Technology and the law: Will reasonableness be the ruin of privacy?
By: Alex Cameron
August 16, 2005
In a recent ID TRAIL MIX entry titled “A Society Drunk on Technology (or, A Luddite Commissioner Takes Stock)”, Frank Work, Information and Privacy Commissioner of Alberta, blogged some of his insightful observations about the nature of the relationship between technology and “the rules”. This is a fascinating area of inquiry and an essential one in the area of privacy. For this entry, I want to add a brief late-summer observation of my own.
Many modern technologies implicate privacy directly. Some technologies unquestionably enable privacy invasions – these are the key-loggers and other surreptitious surveillance technologies. Other technologies are ostensibly designed to protect against privacy invasions – these are our so-called “Privacy Enhancing Technologies” or “PETs”, such as encryption. Many other technologies lie somewhere in the middle, having some impact on privacy but perhaps an unintentional or peripheral one. Camera phones and RFID tags might fall into this middle category.
In addition to the kinds of direct effects listed above, however, technology can have fundamental implications for privacy law because of the way that most countries have chosen to regulate privacy. Setting aside the issues (and limitations) of consent-based privacy regulation, the use of reasonableness – and in particular the notion of a ‘reasonable expectation of privacy’ – permits technology to undermine the spirit of existing laws by continually influencing or changing the context in which those laws are interpreted. At the very least, this interaction between technology and law suggests that technology, rather than law, is the prime force charting our future privacy landscape.
In order to help understand this point, it is useful to first consider a non-privacy example – the use of geo-location technology by e-commerce businesses. Geo-location technology allows companies to determine the location of potential online customers with a reasonably high degree of accuracy. Knowing the location of a potential customer can be important for an e-commerce business that does not wish to do business in particular jurisdictions, perhaps they do not wish to be hauled into court or face potential legal liability in those jurisdictions. For example, Canadian visitors to the US-based site Movielink.com are met with the following message: “Thanks for visiting Movielink! Unfortunately, we do not offer our service in your region.” As geo-location technology becomes more widely available and adopted, companies may be judged in law according to whether or not they use it. If, for example, a major multi-national company did not use geo-location to limit the jurisdictions that it sells to online, and it could have done so, then that company may be found subject to the laws of all jurisdictions that it was selling to. This analysis may depend on the circumstances of particular cases as well as the extent to which effective geo-location technology is available and generally adopted. The important point is that the technology itself can be used to define the context in which the existing law is interpreted and even become an integral part of the legal test.

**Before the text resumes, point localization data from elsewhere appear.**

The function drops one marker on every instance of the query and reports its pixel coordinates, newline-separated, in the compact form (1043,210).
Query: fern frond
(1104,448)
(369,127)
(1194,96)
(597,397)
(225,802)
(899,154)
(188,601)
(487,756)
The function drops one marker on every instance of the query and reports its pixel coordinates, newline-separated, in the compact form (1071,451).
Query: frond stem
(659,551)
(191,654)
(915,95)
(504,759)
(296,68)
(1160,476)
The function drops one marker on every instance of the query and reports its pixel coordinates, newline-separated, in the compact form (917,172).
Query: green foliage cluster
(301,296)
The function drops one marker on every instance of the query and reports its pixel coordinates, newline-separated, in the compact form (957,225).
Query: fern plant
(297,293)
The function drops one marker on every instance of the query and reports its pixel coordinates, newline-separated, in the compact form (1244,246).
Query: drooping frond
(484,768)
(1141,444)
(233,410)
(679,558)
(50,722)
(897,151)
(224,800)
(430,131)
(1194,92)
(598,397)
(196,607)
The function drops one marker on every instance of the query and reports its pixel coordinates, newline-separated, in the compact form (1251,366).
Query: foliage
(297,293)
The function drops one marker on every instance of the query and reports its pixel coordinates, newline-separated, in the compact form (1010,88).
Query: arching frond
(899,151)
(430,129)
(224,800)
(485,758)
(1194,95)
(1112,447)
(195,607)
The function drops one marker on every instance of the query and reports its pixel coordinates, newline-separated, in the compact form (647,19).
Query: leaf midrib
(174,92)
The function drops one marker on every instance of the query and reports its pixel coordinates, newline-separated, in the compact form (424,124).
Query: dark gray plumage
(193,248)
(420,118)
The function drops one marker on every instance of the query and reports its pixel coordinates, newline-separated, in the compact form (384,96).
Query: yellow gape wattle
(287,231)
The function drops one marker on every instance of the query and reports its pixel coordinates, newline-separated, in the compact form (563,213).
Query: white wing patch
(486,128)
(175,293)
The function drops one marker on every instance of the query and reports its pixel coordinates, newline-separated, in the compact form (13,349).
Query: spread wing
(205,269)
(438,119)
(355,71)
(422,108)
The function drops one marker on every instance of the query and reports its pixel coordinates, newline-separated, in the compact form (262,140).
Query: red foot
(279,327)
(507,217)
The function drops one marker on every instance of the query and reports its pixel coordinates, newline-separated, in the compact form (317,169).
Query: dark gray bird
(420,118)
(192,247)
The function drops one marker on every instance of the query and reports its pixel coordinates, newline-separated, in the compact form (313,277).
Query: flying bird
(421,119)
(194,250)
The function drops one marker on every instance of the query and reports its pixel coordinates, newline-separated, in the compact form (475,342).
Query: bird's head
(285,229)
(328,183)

In the area of privacy, a similar issue may arise in the context of encryption technology. As it presently stands, most email users likely believe that their email communications are entirely private. That assumption may not always reflect reality (which is not important for the purposes of this blog entry). However, if encryption technology is a virtual guarantee of private email communications, then it is conceivable that future courts or legislators may hold that a person is not legally entitled to an objectively reasonable expectation of privacy in their email if they do not use encryption. This may of course depend on whether encryption technology is generally adopted, available and affordable.
In effect, what is happening here is that an unregulated change in technological context (e.g. the fact that emails can be intercepted and read unless individuals use encryption technology) is driving legal regulation in an area where the latter should arguably drive the former. For example, it is difficult to imagine that the widespread availability and adoption of key-loggers, digital camera phones or infra-red heat scanners, along with the failure of individuals to take technological counter-measures, should mean that we are entitled to less of an expectation of privacy. This is particularly true to the extent that our use of encryption and other privacy-enhancing technologies can be also used against us by suggesting to legal authorities that we must be hiding something. Violations of privacy are what the legal regulation was designed to protect against in the first place! We seemingly should not need to close our curtains in order to be entitled to a reasonable expectation of privacy (though some might suggest that our Supreme Court would have us build our homes with heat-proof walls!).
It seems to put the cart before the horse to allow the effective strength of the regulation (i.e. the reasonableness of the expectation of privacy) to be influenced so strongly and directly by a change in technological context. This effect is unavoidable to some degree but is a reminder that our laws may need to do a better job charting our privacy course, rather than leaving open the reasonableness door for unregulated technological innovation to do it for us. For example, the use of key-loggers today might be just the kind of thing our privacy laws attempt to stop. However, if key-loggers and privacy-protecting countermeasures are still around in even five years, one has to wonder whether they will influence the legal definition of our reasonable expectation of privacy, undermining what that expectation is and is intended to accomplish today.